OKLAHOMA CITY (AP) — South Carolina Gov. Nikki Haley dropped her request Wednesday to extradite the biological father of a Cherokee girl who was at the center of a bitter custody dispute, but he could still face a charge of custodial interference if he goes to South Carolina.
Dusten Brown, of Nowata, Okla., had been scheduled to appear in court in Sequoyah County in Oklahoma on Thursday to face extradition to South Carolina.
Brown in August was charged in South Carolina with custodial interference for failing to hand over 4-year-old Veronica to her adoptive parents, Matt and Melanie Capobianco of James Island, S.C.
Brown and the Capobiancos had been in a custody dispute over the little girl for years. But last week, Brown handed over the girl after the Oklahoma Supreme Court lifted an emergency stay that had kept her in Oklahoma.

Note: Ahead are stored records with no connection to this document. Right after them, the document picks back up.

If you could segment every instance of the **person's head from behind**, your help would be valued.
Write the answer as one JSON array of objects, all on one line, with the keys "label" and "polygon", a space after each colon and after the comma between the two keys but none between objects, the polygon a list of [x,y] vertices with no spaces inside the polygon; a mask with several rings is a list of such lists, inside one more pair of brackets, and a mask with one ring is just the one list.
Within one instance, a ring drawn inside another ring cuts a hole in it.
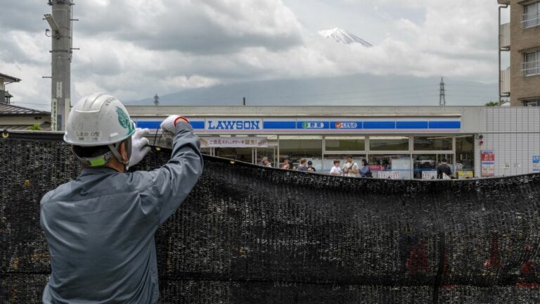
[{"label": "person's head from behind", "polygon": [[64,141],[72,145],[73,154],[84,167],[108,167],[125,172],[134,132],[135,125],[118,99],[94,93],[72,109]]}]

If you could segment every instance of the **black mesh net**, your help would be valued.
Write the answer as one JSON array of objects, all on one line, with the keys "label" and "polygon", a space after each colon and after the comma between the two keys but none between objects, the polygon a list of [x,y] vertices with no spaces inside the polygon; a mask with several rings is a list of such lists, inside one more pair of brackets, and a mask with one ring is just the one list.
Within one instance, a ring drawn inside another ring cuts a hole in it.
[{"label": "black mesh net", "polygon": [[[39,201],[79,171],[58,134],[0,139],[0,303],[39,303]],[[165,163],[153,150],[133,170]],[[357,179],[205,156],[156,235],[163,303],[540,303],[540,175]]]}]

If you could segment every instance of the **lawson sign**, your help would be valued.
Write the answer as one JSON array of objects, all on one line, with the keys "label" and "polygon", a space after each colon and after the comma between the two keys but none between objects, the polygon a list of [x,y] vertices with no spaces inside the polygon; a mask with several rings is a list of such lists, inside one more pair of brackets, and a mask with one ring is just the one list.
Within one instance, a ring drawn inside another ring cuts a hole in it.
[{"label": "lawson sign", "polygon": [[205,129],[207,130],[259,130],[262,119],[207,118]]}]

Though he won't be extradited, Brown could still face the charge if he returns to South Carolina.
Solicitor Scarlett Wilson, the state prosecutor for the Charleston, S.C., area, did not immediately return a phone call seeking comment about the status of the criminal charge.
Veronica's birth mother was pregnant when she put the girl up for adoption, and the Capobiancos had been lined up to receive custody since 2009.
But Brown, a member of the Cherokee Nation, and his family claimed the Indian Child Welfare Act mandated that the child be raised within the Cherokee Nation, and he won custody when the girl was 2.
The Indian Child Welfare Act was passed in 1978 with the intent of reducing the high rates of Native American children being adopted by non-Native American families.
A South Carolina court cited the law when awarding Veronica to Brown in 2011, but the U.S. Supreme Court said this summer that the law did not apply in Brown's case because he had been absent from the child's life.
Associated Press writer Bruce Smith in Charleston, S.C., contributed to this report.